Columnar storage formats: Parquet, ORC, and Arrow explained

Q: Are Iceberg, Delta Lake, and Hudi alternatives to Parquet?

No. Apache Iceberg, Delta Lake, and Apache Hudi are table formats that sit on top of Parquet. Iceberg also supports ORC and Avro, Delta is Parquet-only, and Hudi defaults to Parquet with optional Avro for log files. They add ACID transactions, schema evolution, time travel, and snapshot isolation by managing metadata files alongside the underlying Parquet data. The data is still Parquet on disk, and the table format tells an engine which Parquet files belong to the current snapshot.

Columnar storage formats define how column-oriented data is laid out, separately from the engines that read it. Apache Parquet (released July 2013) is the cloud-lake default. Apache ORC (released with Hive 0.12 in October 2013) is Hive-native with deeper per-stripe statistics. Apache Arrow (released February 2016) is an in-memory layout for zero-copy interchange. They are file or memory layouts, not databases.

TL;DR #

Apache Parquet (July 2013) and Apache ORC (October 2013) are on-disk columnar file formats. Apache Arrow (February 2016) is an in-memory layout for cross-process exchange.
Parquet groups data into row groups of 64–512 MB, each holding one column chunk per column, with per-row-group statistics in the file footer for predicate pushdown.
ORC stores data in stripes typically around 200 MB, with statistics at file, stripe, and row-group-within-stripe levels (three layers of skip metadata).
Arrow defines RecordBatches with columnar buffers laid out for SIMD. Spark, DuckDB, Polars, and pandas use Arrow at the wire level, but rarely as long-term storage.
Native engine formats (ClickHouse MergeTree parts, Snowflake micro-partitions, DuckDB's native database file) typically read fewer bytes than Parquet on the same data because the engine controls sort order, sparse indexes, and skip indexes.
Iceberg, Delta Lake, and Apache Hudi are table formats on top of Parquet (or ORC/Avro). They add transactions and schema evolution. The data is still Parquet on disk.

What are columnar storage formats? #

Columnar storage formats specify how column-oriented data is organised in files or memory buffers. Each column's values are stored contiguously, with metadata describing types, compression, and statistics. The format is read by a query engine. Parquet, ORC, and Arrow are formats; ClickHouse, DuckDB, and Snowflake are engines that consume them.

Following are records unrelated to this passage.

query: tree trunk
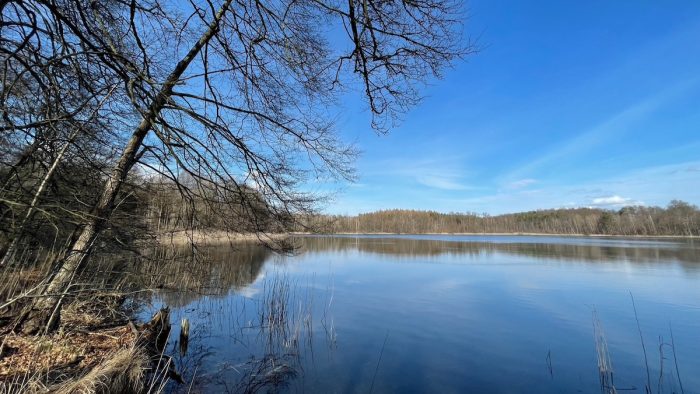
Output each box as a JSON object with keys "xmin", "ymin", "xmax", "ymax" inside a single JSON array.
[
  {"xmin": 20, "ymin": 0, "xmax": 233, "ymax": 334},
  {"xmin": 0, "ymin": 86, "xmax": 116, "ymax": 267}
]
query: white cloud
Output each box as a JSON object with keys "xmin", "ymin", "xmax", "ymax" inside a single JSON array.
[{"xmin": 591, "ymin": 195, "xmax": 644, "ymax": 207}]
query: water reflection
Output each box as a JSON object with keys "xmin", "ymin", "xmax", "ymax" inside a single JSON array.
[
  {"xmin": 141, "ymin": 236, "xmax": 700, "ymax": 393},
  {"xmin": 303, "ymin": 236, "xmax": 700, "ymax": 270},
  {"xmin": 136, "ymin": 243, "xmax": 273, "ymax": 307}
]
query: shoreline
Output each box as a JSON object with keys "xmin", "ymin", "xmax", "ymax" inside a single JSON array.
[
  {"xmin": 156, "ymin": 230, "xmax": 291, "ymax": 246},
  {"xmin": 156, "ymin": 230, "xmax": 700, "ymax": 246},
  {"xmin": 296, "ymin": 232, "xmax": 700, "ymax": 239}
]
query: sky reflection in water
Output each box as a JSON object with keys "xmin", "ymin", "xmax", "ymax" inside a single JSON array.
[{"xmin": 148, "ymin": 236, "xmax": 700, "ymax": 393}]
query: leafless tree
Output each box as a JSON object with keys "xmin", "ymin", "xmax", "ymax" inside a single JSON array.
[{"xmin": 0, "ymin": 0, "xmax": 473, "ymax": 332}]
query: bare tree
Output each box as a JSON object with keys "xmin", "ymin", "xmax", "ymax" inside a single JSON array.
[{"xmin": 0, "ymin": 0, "xmax": 472, "ymax": 332}]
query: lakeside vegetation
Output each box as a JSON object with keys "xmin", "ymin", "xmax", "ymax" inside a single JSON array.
[{"xmin": 306, "ymin": 200, "xmax": 700, "ymax": 236}]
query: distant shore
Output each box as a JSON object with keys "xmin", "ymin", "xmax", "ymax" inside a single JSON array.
[
  {"xmin": 157, "ymin": 230, "xmax": 700, "ymax": 245},
  {"xmin": 290, "ymin": 232, "xmax": 700, "ymax": 238},
  {"xmin": 156, "ymin": 230, "xmax": 291, "ymax": 245}
]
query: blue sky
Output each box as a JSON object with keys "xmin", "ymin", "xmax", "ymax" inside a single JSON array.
[{"xmin": 326, "ymin": 0, "xmax": 700, "ymax": 214}]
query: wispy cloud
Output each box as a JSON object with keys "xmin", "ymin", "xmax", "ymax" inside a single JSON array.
[
  {"xmin": 416, "ymin": 175, "xmax": 470, "ymax": 190},
  {"xmin": 591, "ymin": 195, "xmax": 644, "ymax": 207},
  {"xmin": 506, "ymin": 178, "xmax": 537, "ymax": 190},
  {"xmin": 505, "ymin": 79, "xmax": 699, "ymax": 179}
]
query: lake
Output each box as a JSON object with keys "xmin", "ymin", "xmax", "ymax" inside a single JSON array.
[{"xmin": 142, "ymin": 235, "xmax": 700, "ymax": 393}]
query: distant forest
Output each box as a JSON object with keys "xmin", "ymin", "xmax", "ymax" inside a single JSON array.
[{"xmin": 307, "ymin": 200, "xmax": 700, "ymax": 236}]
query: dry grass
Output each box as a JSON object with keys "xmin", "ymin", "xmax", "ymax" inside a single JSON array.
[
  {"xmin": 0, "ymin": 326, "xmax": 136, "ymax": 382},
  {"xmin": 51, "ymin": 346, "xmax": 150, "ymax": 394},
  {"xmin": 0, "ymin": 296, "xmax": 163, "ymax": 394}
]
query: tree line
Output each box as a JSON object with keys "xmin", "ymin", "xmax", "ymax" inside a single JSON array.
[
  {"xmin": 305, "ymin": 200, "xmax": 700, "ymax": 236},
  {"xmin": 0, "ymin": 0, "xmax": 473, "ymax": 333}
]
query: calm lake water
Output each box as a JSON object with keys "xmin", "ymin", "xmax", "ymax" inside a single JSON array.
[{"xmin": 143, "ymin": 236, "xmax": 700, "ymax": 393}]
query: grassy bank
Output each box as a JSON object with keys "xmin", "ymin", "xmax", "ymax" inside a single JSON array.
[{"xmin": 0, "ymin": 295, "xmax": 169, "ymax": 393}]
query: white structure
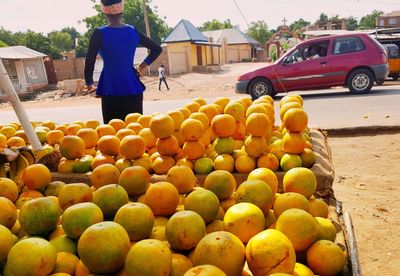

The distinction matters because formats and engines evolve on separate cadences. A Parquet file can be read by Spark, Trino, Snowflake, DuckDB, Athena, BigQuery, and ClickHouse. The engine adds query planning, indexes beyond per-block statistics, and a query runtime. The format defines only the bytes on disk and how to decode them. The same separation is described in the Apache Arrow columnar format spec, which positions Arrow as the in-memory counterpart to on-disk formats like Parquet.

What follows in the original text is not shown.